Cyrilus était allongé, face au ciel, sur le pont de son bateau. Le coup qu’il venait de prendre lui faisait voir trente-six chandelles, et plus si affinité.
Il était là, prostré sur son pont, regardant les yeux dans les yeux la pluie qui lui tombait sur le visage.
Sa tête tournait de plus en plus. Entre le choc et le limoncello, ses neurones s’étaient déconnectés et il se mit à divaguer. Combien de temps cela dura, nul ne le sait, mais il était là, seul, face à la pluie, sur son bateau dérivant dans le vent.
Son frère ne bougeait pas, allongé qu’il était contre la défunte, luttant pour ne pas tomber à l’eau.

Tout à coup, Cyrilus se leva.
Plus rien n’existait autour de lui, ni le vent, ni les vagues, ni la tempête…
Il avait vu la lumière.
Oui, c’est ça la lumière. Il tendit comme un string la voile de son bateau à s’en péter le mat. Il se rua sur son gouvernail, mis cap à l’est, non au sud, enfin bref, difficile de savoir où il mit cap, mais il y alla, tout plein d’entrain, tentant de lutter contre les flots déchaînés.
Il avait la motivation, mieux, la foi !

Et il vogua… Plus il avançait, plus il avançait ! Car le vent perdait de sa force, les vagues de leur rudesse, la pluie de ses cordes…
Si bien qu’au bout de quelques heures, il se retrouva sur une mer d’huile, sans un poil de vent, à faire du sur place… un comble !
Il se mit donc à ramer, et après avoir vaincu les démons de minuit, il rama ainsi, jusqu’au bout de la nuit…
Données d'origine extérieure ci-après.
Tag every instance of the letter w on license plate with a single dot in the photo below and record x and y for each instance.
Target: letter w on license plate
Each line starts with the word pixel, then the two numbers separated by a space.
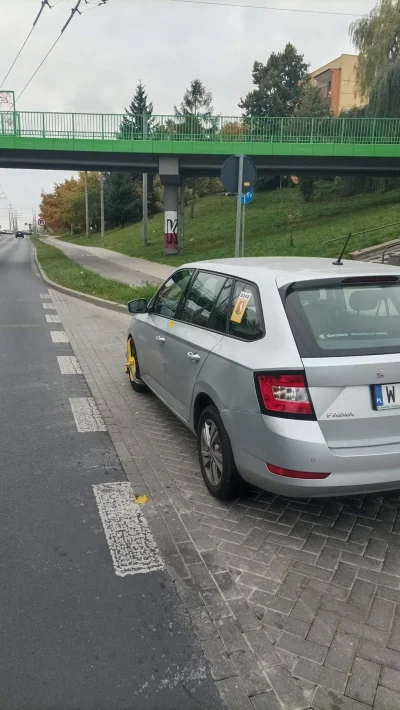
pixel 386 396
Et alors que le soleil pointait son nez, il se retrouva face à face… avec la terre !
Oui, la terre. Une terre qui n’était pas africaine, mais qui était néanmoins salvatrice.
Ils accostèrent dans ce qui s’appellera plus tard, le vallon des Gaumates. Ils firent honneur une dernière fois à la sainte martyre par un enterrement frugal, mais chargé de symboles. Ils construisirent une chapelle au fond du vallon, afin d’abriter les reliques de Dévota, qui allait devenir la sainte patronne du petit port de pécheurs qui se trouvait à côté : Port Hercule, qui deviendra plus tard Monaco.